President Obama’s demands

It has been reported that President Barack Obama has put forth his demands as part of a fiscal cliff deal: $1.6 trillion tax increases, $50 billion in additional stimulus spending, a permanent increase in the federal debt ceiling, a one-year expansion of unemployment benefits and an extension of the payroll tax credit.  In exchange, the president promised to cut $400 billion from Medicare and other programs.

These latest proposals were presented by Treasury Secretary Timothy Geithner at Capitol Hill on Thursday in meetings with both Republicans and Democrats.  Despite the White House’s intentions, Republican Speaker of the House John Boehner shot down the ideas and urged the Obama administration “to get serious.”

“No substantive progress has been made between the White House and the House,” explained Boehner, reports CNBC.  “I was hopeful we’d see a specific plan for cutting spending.  Jobs are on the line, the American economy is on the line, and this is a moment for adult leadership.”

Democrats blamed the GOP leadership for any delays because they are refraining from accepting the president’s proposals.

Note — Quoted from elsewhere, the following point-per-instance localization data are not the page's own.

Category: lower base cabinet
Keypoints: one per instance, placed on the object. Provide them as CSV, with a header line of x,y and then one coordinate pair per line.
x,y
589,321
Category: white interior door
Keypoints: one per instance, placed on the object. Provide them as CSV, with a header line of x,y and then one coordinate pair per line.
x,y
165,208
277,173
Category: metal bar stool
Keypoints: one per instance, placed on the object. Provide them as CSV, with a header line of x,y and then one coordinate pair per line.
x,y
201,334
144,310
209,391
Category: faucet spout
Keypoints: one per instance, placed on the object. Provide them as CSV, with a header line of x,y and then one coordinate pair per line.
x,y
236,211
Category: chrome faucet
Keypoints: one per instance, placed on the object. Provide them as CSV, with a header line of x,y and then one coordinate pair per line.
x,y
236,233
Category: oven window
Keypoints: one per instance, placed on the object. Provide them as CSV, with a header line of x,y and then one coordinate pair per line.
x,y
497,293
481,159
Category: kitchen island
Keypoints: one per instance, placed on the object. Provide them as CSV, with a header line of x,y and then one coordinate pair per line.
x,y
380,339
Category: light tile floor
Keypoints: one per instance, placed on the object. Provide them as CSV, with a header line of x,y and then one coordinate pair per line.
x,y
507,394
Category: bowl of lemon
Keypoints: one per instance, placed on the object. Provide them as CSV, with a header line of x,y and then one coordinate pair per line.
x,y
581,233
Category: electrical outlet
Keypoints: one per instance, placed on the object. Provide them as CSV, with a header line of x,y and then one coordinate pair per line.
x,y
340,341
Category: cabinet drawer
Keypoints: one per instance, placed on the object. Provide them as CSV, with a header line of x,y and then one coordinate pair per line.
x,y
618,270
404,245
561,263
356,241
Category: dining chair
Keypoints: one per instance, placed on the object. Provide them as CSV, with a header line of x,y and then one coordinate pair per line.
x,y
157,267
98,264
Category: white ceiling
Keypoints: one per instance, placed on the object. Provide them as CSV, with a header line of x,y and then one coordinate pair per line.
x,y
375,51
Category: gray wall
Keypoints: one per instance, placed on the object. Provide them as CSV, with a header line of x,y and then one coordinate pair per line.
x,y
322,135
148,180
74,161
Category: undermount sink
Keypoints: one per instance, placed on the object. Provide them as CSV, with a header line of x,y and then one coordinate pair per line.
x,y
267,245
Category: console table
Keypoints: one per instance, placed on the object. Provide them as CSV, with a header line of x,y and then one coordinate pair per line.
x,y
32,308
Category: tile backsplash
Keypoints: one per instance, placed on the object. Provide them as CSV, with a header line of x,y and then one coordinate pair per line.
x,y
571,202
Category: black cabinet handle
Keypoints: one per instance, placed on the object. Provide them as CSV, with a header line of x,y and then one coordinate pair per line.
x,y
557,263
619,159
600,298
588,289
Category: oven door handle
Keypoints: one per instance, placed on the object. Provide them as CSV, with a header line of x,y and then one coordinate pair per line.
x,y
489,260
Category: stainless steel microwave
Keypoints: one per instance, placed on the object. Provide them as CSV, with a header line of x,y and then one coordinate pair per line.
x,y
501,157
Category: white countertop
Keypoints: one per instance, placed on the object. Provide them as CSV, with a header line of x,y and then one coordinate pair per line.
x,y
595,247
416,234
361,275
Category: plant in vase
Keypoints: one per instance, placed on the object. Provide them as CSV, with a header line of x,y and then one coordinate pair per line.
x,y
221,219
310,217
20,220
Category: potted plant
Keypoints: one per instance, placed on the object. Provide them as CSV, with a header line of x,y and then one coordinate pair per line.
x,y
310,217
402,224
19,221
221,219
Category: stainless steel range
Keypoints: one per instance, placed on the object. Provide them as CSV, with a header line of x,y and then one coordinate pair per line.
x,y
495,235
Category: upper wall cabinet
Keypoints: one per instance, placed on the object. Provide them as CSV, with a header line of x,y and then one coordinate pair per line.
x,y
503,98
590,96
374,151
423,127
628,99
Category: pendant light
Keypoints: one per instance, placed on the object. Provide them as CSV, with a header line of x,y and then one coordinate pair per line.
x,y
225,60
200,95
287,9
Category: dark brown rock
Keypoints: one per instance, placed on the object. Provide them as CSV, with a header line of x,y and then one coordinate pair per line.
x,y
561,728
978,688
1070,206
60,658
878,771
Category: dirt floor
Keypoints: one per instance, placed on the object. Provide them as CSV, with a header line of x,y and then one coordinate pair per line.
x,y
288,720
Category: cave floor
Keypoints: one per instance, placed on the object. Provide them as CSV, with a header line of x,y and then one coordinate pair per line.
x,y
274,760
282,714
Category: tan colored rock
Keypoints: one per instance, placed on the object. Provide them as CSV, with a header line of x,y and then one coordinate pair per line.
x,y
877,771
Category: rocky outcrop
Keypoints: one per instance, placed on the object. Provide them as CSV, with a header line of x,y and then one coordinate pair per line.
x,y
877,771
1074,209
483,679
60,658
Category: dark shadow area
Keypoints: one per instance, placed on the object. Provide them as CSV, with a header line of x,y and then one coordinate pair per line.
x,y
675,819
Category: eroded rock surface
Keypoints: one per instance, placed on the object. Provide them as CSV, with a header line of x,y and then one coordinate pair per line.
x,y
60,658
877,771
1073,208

“There can be no deal without rates on top earners going up,” said White House Press Secretary Jay Carney.  “This should not be news to anyone on Capitol Hill. It is certainly not news to anyone in America who was not in a coma during the campaign season.”

The White House has put forward a social media campaign titled #My2K, which states that if congress does not act then the average middle class family of four would see their taxes rise by $2,200 in 2013.

Meanwhile, Republican Kentucky Senator Rand Paul published an op-ed piece in the Wall Street Journal on Friday calling for the GOP leadership to adhere to the calls for reducing revenue to the government and lowering taxes.  When the Republicans, according to Paul, render this belief system then “we doom not only the economy but our party as well.”

“While there is no bigger believer than I am in a balanced-budget amendment, I don’t want to balance a $5 trillion budget (which the Congressional Budget Office estimates we will have by 2020),” said Paul.  “I want to balance a budget that is limited in scope by the Constitution and limited in scope by the understanding that the private sector is more efficient than the public sector.”